Using TensorRT acceleration is recommended but not mandatory.
You can inference your model directly with the TensorFlow framework on Nano. It is almost identical to the desktop version.
Here are some docker image with TensorFlow pre-installed for your reference: https://ngc.nvidia.com/catalog/containers/nvidia:l4t-tensorflow
TF-TRT will automatically convert your model into TensorRT and fallback the non-supported layer to TensorFlow implementation.
So you will always get a runable graph but the ratio for TensorRT acceleration will be different due to model architecture.
The only limitation is the memory size.
Nano only has 4G memory and needs to be shared with the operating system.
So it won’t be able to inference a large or complicated model.
Below are some workable model and benchmark result for your reference:
Thank you for your response. I have a few follow up questions.

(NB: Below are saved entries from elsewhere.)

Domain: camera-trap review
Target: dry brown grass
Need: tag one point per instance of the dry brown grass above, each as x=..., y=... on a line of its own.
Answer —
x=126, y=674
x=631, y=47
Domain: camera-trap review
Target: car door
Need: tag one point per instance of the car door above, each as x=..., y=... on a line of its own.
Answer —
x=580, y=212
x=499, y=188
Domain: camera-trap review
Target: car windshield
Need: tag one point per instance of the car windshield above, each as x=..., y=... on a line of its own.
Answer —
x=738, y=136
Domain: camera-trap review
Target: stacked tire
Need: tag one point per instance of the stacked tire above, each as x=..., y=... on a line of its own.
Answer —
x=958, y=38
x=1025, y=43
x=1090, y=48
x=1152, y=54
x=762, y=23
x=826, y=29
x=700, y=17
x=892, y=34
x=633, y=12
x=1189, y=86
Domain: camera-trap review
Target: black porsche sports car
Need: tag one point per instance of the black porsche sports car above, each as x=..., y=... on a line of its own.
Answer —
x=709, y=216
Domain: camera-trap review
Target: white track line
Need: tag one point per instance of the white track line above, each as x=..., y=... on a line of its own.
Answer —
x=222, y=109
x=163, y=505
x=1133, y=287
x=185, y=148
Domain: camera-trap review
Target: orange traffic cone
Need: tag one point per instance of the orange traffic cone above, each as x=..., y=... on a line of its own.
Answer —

What’s different between the supported and unsupported layers handling. Are supported layers optimized for execution on the GPU? How exactly are unsupported layers executed - on the ARM processor?
Is there a way to estimate the memory requirement for my model? How much RAM does the official OS consume? My model is just under 3MB in size so I’m guessing the Nano won’t have much trouble handling that.
Is there a way to estimate the power a model will need to run? I’m trying to decide if the 2GB version’s 5V-3A is enough or if I’ll need the 4GB version’s 5V-4A.